More brainstorms follow from the epilogue, where Harris surveys the contemporary housing market. On the one hand, Americans have witnessed changes to homeowner homogeneity, signaled by a recent housing bubble and pronounced diversification of the nation’s suburban population. On the other, the author points to the enduring structural racism of the American landscape via, for example, unfair lending practices and real estate steering. But what are the racial iconographies of domestic space today? How does the fall of the McMansion, renewed interest in prefab dwellings and the tiny house movement relate to mid-century trajectories of spatialized whiteness? What do HGTV, Home Depot and other facets of the home/garden industrial complex owe to postwar magazine editors like Elizabeth Gordon and on-air personalities like Arlene Francis? Where does Arne Kartwold’s mockery end and unhappyhipsters.com begin? Harris’ book succeeds on the well-established terms of its named fields, as well as by opening up lines of inquiry that can complicate, intensify and update the racial registers of what Americans call home. There is nothing little about these little white houses.

Notes

[1] George Lipsitz, The Possessive Investment in Whiteness: How White People Profit from Identity Politics (Philadelphia: Temple University Press, 1998).

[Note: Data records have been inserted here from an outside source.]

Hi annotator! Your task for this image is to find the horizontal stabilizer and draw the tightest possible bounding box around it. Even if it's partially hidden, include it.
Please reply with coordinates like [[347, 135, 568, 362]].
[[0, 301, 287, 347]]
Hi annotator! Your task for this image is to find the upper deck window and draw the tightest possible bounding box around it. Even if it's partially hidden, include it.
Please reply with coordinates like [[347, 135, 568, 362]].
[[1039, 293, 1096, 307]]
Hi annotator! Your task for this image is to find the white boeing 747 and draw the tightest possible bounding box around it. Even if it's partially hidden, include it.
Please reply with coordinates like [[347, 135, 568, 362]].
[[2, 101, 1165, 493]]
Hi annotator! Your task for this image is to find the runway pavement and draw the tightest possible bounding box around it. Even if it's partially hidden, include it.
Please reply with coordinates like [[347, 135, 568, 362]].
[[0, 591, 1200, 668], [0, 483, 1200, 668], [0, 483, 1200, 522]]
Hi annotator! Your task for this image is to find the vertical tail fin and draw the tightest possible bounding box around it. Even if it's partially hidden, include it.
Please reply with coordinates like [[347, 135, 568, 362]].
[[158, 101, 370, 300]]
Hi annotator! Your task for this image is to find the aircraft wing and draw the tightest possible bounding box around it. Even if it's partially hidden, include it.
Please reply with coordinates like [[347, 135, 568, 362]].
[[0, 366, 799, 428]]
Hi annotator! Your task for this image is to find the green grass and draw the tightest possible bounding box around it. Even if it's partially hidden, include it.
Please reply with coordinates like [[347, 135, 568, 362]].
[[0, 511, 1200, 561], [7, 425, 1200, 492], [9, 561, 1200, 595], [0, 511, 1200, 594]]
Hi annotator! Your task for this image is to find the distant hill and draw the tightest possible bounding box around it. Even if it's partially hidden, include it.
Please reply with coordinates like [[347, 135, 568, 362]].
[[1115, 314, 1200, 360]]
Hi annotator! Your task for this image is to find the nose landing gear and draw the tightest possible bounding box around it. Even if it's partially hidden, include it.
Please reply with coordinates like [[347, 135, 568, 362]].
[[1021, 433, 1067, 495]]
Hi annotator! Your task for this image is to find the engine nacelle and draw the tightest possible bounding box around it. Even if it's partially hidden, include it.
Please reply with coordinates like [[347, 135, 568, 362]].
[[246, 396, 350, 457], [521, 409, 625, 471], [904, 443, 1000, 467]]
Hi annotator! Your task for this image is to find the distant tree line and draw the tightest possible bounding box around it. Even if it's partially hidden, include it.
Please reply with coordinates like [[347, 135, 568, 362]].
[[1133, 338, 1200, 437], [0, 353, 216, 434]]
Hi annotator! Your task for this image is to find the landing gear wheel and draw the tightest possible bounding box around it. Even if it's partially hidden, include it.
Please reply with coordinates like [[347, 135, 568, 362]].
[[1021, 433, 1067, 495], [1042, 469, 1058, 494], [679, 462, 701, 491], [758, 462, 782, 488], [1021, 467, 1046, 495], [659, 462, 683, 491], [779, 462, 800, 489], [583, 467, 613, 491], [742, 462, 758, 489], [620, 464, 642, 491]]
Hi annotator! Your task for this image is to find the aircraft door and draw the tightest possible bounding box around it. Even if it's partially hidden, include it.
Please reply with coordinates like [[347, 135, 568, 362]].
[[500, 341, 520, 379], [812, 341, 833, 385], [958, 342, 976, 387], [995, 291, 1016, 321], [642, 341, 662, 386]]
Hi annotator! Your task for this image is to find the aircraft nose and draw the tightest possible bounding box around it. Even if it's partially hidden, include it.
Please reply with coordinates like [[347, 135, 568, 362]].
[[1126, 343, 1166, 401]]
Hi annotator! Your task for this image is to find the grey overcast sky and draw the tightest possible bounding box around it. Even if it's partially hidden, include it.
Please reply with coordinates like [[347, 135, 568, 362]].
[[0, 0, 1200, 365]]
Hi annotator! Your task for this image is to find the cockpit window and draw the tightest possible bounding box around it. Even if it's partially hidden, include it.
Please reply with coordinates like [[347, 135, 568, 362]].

[2] Michael Omi and Howard Winant, Racial Formation in the United States: From the 1960’s to the 1990’s, 2nd ed. (New York and London: Routledge, 1994).

[3] See, for example, Arun Saldanha, “Reontologising race: the machinic geography of phenotype,” Environment and Planning D: Society and Space 24 (2006): 9-24; Michael Hames-Garcia, “How Real is Race?” in Material Feminisms, eds. Stacy Alaimo and Susan Hekman (Bloomington: Indiana University Press, 2008), 308-3.

 

Lisa Uddin is an assistant professor of Art History and Visual Culture Studies at Whitman College. She is the author of Zoo Renewal: White Flight and the Animal Ghetto (University of Minnesota, Forthcoming 2015), which considers the history of improving zoos through the racial dynamics of American postwar urbanism. Her new research on design and survival examines the graphics and architectures of vulnerability in the postindustrial United States.